Introducing the burying beetle

On the 14th of September 2020, I started a PhD at the University of Edinburgh with the Smiseth lab exploring the parental cooperation in Nicrophorus vespilloides. Despite being excited about the project, I was struggling with how overwhelming starting is, so, I decided to introduce the beetles and my project to you.

N. vespilloides is widespread beetle species which is common in the UK. It is part of the Silphidae beetle family and the Nicrophorinae sub-family. They can be recognised by their bright orange and black wing cases and distinguished from other British Nicrophorus beetles by their black, club-shaped antennae (the other species have orange antennae).

Nicrophorus vespilloides. Source: Ashleigh Whiffin

Their common name, the sexton beetle, hints at their role as one of the undertakers and recyclers of the animal kingdom. The life-cycle of N. vespilloides is centred around the carrion they feed and breed on. They tend to favour small vertebrates, like mice, which they remove all of the fur from, roll into a ball and shallowly bury in the ground. N. vespilloides provide their offspring with biparental care which is a rare trait among beetles and is one of the main reasons I am interested in them. The female lays her eggs in the soil nearby the carcass and when the larvae hatch they crawl into the carcass and live in a small crater created by their parents. Both parents contribute towards caring for the offspring in multiple ways: feeding the offspring predigested carrion, spreading antimicrobials on the carcass and guarding the offspring. The parents also use the nutrient-rich carcass as a food source whilst breeding. About a week after the larvae hatch, the parents then desert the offspring (normally the male slightly earlier than the female) to search for new mating opportunities. The offspring then disperse into the surrounding soil to complete their development.

An adult N. vespilloides caring for larvae. Source: Tom Ratz

The aim of my PhD is to continue building upon previous work done by the Smiseth lab which has started to explore how state (factors such as size, inbreeding status, handicapping and nutrition) can affect cooperation among burying beetle parents. This research focus stems from the sexual conflict between males and females when it comes to caring for offspring. Both parents want their offspring to survive and be of good quality. The conflict arises from how much each parent should contribute towards facilitating this. It is in the interest of each parent to provide as little care as possible, since caring requires an investment of their own resources and time, whilst still ensuring that the offspring are adequately looked after. The personal costs of parental investment (resources and time) in relation to the joint benefit (the offspring) lead to a necessity for compromise between males and females in species that provide biparental care.

The state of each parent may be an important factor in deciding how the conflict is resolved. For example, previous work has shown that parents in a worse state provide less care than parents in a better state since they may be physically less able to invest in care. There is also evidence that parents change the amount of care they provide in response to the state of their partner in addition to their own state. Some research shows that parents increase the amount of care they provide when paired with a disadvantaged partner to compensate. In contrast, there is also evidence that parents reduce the amount of care they provide when paired with a partner in a worse state, potentially due to the partner being less desirable.

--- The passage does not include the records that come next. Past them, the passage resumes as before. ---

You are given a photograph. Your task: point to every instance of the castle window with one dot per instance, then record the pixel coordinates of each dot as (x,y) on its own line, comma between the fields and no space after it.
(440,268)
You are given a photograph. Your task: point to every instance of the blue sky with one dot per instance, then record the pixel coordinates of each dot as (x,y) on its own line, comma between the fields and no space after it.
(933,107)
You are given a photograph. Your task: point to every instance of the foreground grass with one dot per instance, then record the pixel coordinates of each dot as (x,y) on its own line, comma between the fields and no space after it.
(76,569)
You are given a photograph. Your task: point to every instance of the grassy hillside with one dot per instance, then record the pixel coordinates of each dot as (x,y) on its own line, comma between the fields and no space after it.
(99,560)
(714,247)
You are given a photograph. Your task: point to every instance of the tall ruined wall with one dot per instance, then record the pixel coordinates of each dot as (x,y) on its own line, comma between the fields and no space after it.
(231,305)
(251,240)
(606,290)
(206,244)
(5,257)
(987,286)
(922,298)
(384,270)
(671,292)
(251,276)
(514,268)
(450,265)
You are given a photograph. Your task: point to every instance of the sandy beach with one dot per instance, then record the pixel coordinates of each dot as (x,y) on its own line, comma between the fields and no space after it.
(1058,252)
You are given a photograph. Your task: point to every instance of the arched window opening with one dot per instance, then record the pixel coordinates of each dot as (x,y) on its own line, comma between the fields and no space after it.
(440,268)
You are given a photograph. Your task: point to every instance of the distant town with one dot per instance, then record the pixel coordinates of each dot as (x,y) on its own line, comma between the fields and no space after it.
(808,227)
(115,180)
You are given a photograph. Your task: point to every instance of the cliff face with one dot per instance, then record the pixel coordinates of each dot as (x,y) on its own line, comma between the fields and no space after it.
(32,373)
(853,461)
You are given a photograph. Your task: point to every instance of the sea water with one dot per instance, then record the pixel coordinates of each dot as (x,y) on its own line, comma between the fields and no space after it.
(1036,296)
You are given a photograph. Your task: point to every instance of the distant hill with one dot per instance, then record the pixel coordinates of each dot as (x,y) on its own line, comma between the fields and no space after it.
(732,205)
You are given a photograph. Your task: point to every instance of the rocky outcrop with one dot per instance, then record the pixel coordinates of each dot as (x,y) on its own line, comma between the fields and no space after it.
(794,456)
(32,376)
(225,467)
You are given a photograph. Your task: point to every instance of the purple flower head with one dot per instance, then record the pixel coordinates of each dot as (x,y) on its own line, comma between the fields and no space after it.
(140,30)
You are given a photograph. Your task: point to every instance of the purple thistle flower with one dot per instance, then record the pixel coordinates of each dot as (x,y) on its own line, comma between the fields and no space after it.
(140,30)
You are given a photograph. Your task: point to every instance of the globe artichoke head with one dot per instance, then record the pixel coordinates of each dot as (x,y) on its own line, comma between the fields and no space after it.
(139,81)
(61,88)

Whether a state is temporary or permanent may also influence individual parental investment. Permanent states, such as size or inbreeding status, cannot be altered whereas temporary states, such as malnutrition or infection, have the potential to improve. Biparental care may facilitate this by allowing the temporarily disadvantaged parent to invest in improving their own state whilst the other parent cares for the offspring. In burying beetles, for example, a parent suffering malnutrition may spend less time providing care and more time feeding on the carcass whilst the other parent spends disproportionately more time caring for offspring. However, there may be social consequences associated with investing in oneself rather than the offspring.

There are lots of interesting routes I could choose for my project. Initially, I have decided to think about ‘state’ more broadly than just physiological features. I am currently interested in how previous experiences, such as breeding experience, may alter the amount of care parents provide for their offspring. I can’t wait to get going properly!

Want to know more? Look here…

  • For more information on the identifying and recording Silphidae beetle look at the Silphidae recording scheme.
  • For more information on the research exploring state-dependent cooperation in burying beetles look at work by the previous and current members of the Smiseth lab and also the Kilner group.

2 thoughts on “Introducing the burying beetle

  1. Ron Osborne

    Good job Georgia,

    Knew nothing about this beetle before reading your blog. Not sure that I’ve ever seen on like that.
    Really enjoyed reading about the beetle, fancy burying fur like that! The project sounds really interesting. I shall look forward to hearing more about it down the line! Hope you’re good!